Age Effects in Child Second Language Acquisition /
Alternate title: English Language and Literacy Skills of English L2 Students in Junior High: Determinants and Outcomes
Social Sciences and Humanities Research Council Insight Grant (Paradis [PI], Marinova-Todd, UBC [Co-I], Järvikivi, U of A [Co-I])
Statistics Canada (2011) estimates that about half of Canadian residents could be foreign born or have one foreign-born parent by 2031. Thus, a large proportion of the next generation of Canadian children will be English second language (L2) learners. Research on long-term success in L2 learning of children from newcomer families would be highly relevant to Canadian society, as language skills form the foundation for academic achievement and integration. The common wisdom concerning success in L2 learning is “the younger, the better”, referring to age of acquisition onset (AOA). While research largely supports the common wisdom when it comes to individuals beginning to learn a L2 in adulthood, much less is known about whether learning a L2 at different AOAs in childhood makes a difference in whether or not children become identical to native-speakers of that language in the long term. On one hand, studies have shown that adults who began to learn the societal language as a L2 in early childhood do not always possess L2 grammar and pronunciation equivalent to native-speakers, contrary to what is commonly expected. On the other hand, researchers have found that language input, experience and use factors, first language background and language-learning aptitude also shape children’s L2 development, possibly more so than AOA. However, long-term L2 outcome studies have rarely been conducted with child learners, and the impact of non-AOA factors on child L2 acquisition has mainly been studied during the early stages of L2 learning.

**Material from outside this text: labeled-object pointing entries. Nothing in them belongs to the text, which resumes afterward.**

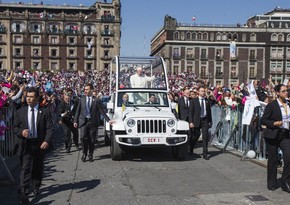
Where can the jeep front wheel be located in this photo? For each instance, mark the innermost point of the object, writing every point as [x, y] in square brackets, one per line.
[115, 148]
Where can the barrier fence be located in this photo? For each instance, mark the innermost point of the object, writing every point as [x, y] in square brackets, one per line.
[229, 133]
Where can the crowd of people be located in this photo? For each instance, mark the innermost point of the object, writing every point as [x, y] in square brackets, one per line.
[70, 100]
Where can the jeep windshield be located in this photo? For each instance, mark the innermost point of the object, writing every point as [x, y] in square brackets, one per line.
[142, 99]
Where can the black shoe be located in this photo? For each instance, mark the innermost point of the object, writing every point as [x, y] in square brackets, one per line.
[285, 187]
[84, 158]
[23, 198]
[91, 158]
[205, 156]
[271, 188]
[36, 191]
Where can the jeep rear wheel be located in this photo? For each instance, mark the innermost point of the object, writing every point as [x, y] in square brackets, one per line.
[179, 152]
[116, 150]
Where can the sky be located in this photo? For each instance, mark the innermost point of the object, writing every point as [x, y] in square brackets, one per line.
[142, 19]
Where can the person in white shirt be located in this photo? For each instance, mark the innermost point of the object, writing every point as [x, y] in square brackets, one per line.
[140, 80]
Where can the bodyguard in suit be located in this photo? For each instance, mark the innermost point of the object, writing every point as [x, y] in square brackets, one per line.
[200, 119]
[276, 118]
[33, 125]
[184, 103]
[66, 110]
[87, 119]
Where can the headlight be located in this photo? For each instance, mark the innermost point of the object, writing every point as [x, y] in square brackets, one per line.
[131, 123]
[171, 122]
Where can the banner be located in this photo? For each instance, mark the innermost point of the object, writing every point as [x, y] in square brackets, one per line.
[233, 50]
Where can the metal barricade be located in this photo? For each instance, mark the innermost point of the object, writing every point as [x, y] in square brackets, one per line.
[230, 134]
[8, 140]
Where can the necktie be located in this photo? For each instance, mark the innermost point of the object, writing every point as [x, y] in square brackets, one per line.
[32, 123]
[202, 107]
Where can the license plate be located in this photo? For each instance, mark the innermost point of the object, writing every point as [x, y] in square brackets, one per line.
[152, 140]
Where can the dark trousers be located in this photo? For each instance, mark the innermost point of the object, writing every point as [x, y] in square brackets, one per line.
[283, 141]
[69, 129]
[88, 137]
[31, 162]
[204, 126]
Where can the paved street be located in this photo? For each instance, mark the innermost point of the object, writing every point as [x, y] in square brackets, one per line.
[149, 176]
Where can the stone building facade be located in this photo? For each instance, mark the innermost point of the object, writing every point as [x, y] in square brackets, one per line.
[37, 36]
[228, 53]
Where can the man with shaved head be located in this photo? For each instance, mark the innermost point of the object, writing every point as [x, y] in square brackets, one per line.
[140, 80]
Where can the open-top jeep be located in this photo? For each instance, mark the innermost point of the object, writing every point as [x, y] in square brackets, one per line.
[141, 108]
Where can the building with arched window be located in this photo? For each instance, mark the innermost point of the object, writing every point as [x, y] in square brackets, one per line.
[229, 53]
[52, 37]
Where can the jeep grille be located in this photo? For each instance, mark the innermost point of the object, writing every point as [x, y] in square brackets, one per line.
[151, 126]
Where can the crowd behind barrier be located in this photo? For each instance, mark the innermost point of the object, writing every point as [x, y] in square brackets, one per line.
[227, 102]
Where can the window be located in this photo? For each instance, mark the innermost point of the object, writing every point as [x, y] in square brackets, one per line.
[36, 39]
[71, 66]
[17, 39]
[203, 53]
[106, 54]
[35, 52]
[89, 66]
[53, 52]
[252, 54]
[252, 73]
[53, 66]
[176, 36]
[218, 54]
[71, 52]
[203, 72]
[233, 72]
[35, 65]
[54, 40]
[71, 40]
[189, 53]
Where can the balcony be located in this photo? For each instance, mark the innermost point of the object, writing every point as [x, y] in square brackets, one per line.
[219, 58]
[176, 57]
[189, 57]
[2, 29]
[106, 58]
[107, 18]
[253, 58]
[107, 33]
[203, 57]
[219, 75]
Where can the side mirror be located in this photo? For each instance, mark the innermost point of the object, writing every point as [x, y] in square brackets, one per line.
[110, 105]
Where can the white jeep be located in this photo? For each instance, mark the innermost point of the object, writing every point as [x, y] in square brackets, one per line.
[143, 115]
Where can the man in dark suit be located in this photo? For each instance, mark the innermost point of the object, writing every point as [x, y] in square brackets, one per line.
[152, 100]
[87, 119]
[33, 125]
[200, 119]
[66, 110]
[276, 118]
[184, 103]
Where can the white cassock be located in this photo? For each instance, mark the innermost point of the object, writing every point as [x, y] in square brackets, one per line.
[140, 81]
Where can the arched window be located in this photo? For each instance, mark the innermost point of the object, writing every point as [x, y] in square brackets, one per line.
[280, 37]
[288, 37]
[176, 36]
[218, 37]
[199, 36]
[205, 36]
[188, 35]
[253, 37]
[224, 37]
[274, 37]
[194, 36]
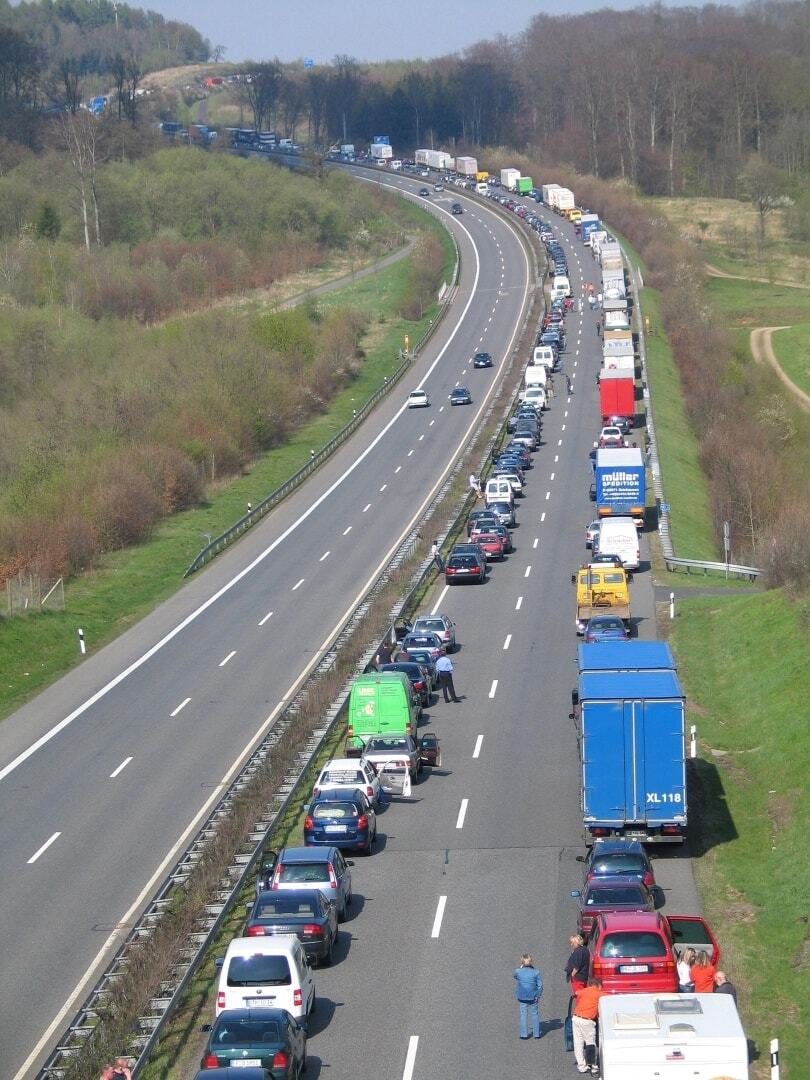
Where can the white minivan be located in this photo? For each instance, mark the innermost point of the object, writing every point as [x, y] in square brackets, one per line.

The purpose of this research project is to measure the English language and literacy skills of bilingual (English L2) and monolingual students in the same classes in older grades – grades 7-9. Bilingual students will include those who have experienced all of their schooling in English as well as those who are new arrivals, thus students who vary in AOA. Our measures include standardized tests and experimenter-made measures targeting grammar (morphology) and pronunciation (phonology). We want to know if there are any differences between monolingual and bilingual students at this age and for which English skills. We also want to know what impact bilingual students’ language input, experience and use factors contribute to their L2 development, and in turn, how they compare to their monolingual peers. (Language input experience and use factors: students’ reading, media and social media preferences and engagement, what language(s) they use with friends and family, family SES, etc.) Finally, we want to know if students’ AOA, their first language background, and their language learning aptitude also play a role in determining their English skills in junior high, and any potential differences with their monolingual peers.